(Gökyüzü bakır tonuna bürünmüştür, şimşekler eşliğinde yağmur yağmaktadır. Tam da bu sırada Edgar, John'u olduğu yerde bırakıp Helena'ya yönelmiştir.)EDGAR: Helena! Nolur! Nolur! İyi olduğunu söyle!
(Helena'nın göz kapakları yarıya inmiştir.)
HELENA: B... Ben...
(Edgar neredeyse heyecandan bayılacaktır, kan ter içinde kalmıştır.)
EDGAR: Helena! Yalvarırım aç gözlerini, nolur!
HELENA: Adım... Helena mı?
EDGAR: Hay! Ne yapacağım şimdi ben!
(Edgar, bir anda dizlerinin üzerine çöker ve bayılır.)
(Birkaç saat sonra...)
JOHN: Adın Helena mı?
HELENA: Sen de kimsin? Tanrım, neredeyim ben? Ben kimim, neler oluyor?
(Edgar bu sırada yerde baygın bir şekilde yatmaktadır.)
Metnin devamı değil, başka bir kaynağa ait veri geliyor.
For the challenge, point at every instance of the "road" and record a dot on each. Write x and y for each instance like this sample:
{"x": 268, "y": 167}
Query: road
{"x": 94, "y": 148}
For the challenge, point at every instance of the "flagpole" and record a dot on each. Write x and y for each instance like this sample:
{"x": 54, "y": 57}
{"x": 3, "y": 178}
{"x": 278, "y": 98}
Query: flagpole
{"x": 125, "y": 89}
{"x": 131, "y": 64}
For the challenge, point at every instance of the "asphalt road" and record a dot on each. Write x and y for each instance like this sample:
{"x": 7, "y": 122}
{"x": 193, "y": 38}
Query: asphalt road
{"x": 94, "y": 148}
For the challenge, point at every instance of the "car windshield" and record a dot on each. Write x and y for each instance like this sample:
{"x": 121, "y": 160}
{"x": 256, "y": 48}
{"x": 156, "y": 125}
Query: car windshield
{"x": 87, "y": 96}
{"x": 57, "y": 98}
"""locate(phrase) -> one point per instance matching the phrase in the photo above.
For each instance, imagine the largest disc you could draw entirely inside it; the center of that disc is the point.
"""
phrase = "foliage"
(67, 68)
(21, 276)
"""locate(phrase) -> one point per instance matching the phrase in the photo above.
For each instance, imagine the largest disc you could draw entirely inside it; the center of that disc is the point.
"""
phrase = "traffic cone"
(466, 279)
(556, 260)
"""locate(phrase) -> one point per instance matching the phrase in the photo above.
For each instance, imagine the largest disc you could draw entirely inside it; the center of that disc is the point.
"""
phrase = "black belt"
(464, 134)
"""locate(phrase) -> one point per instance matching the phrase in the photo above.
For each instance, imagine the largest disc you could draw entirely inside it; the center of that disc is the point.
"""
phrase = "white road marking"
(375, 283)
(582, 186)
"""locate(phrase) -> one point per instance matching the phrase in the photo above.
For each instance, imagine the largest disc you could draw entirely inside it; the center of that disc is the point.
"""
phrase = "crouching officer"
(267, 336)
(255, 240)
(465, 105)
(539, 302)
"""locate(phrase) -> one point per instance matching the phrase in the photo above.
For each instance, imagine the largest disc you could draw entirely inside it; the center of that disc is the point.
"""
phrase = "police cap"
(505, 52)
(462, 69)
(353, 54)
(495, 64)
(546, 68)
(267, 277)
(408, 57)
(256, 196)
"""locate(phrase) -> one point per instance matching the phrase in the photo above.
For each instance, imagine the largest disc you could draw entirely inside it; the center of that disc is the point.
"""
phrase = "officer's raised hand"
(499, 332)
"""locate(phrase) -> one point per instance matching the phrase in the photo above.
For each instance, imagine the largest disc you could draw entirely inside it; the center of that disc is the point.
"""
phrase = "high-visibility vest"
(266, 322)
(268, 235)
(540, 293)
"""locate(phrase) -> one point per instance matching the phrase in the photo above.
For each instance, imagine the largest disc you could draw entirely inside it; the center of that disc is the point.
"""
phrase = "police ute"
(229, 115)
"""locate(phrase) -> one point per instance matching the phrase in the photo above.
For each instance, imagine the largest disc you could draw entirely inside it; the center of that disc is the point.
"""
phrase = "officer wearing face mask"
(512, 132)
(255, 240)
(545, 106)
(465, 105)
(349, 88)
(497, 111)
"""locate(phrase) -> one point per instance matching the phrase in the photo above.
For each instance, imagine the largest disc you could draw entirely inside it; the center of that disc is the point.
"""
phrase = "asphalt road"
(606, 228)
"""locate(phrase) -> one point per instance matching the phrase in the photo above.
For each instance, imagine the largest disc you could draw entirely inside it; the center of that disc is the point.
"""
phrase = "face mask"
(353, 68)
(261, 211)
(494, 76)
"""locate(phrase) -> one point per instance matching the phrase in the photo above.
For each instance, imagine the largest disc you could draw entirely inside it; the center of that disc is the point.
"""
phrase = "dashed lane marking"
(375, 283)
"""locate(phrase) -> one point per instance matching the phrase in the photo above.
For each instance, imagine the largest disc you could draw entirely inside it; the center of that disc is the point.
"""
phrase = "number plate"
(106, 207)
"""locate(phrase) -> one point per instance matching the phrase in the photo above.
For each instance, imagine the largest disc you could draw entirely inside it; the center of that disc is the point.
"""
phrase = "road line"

(Televizyon arkada çalışmakta ve bir haberi yaymaktadır.)
MUHABİR: Son aldığımız bilgilere dayanarak bir son dakika gelişmesiyle karşınızdayım. Hızlı unutkanlar-vebaya karşı bağışıklığı en düşük olanlar- şehrin dışında kurulan karantina bölgesine toplanacaktır. Tandıklarının ve ailelerin dikkatine! Veba salgını bittiğinde ki tedavisi bilim adamlarınca yakın görünüyor, karantina bölgesine alınanlar bırakılacaktır. Başkan, olanların altını çiziyor ve yaşadıklarımızı kısa bir dönem olarak belirtiyor. Sağduyunuzdan dolayı teşekkür ederim...
HELENA: Ne salgını ya?
(John ayağa kalkar ve Helena'nın yanına gider, Helena irkilerek yana kaçar.)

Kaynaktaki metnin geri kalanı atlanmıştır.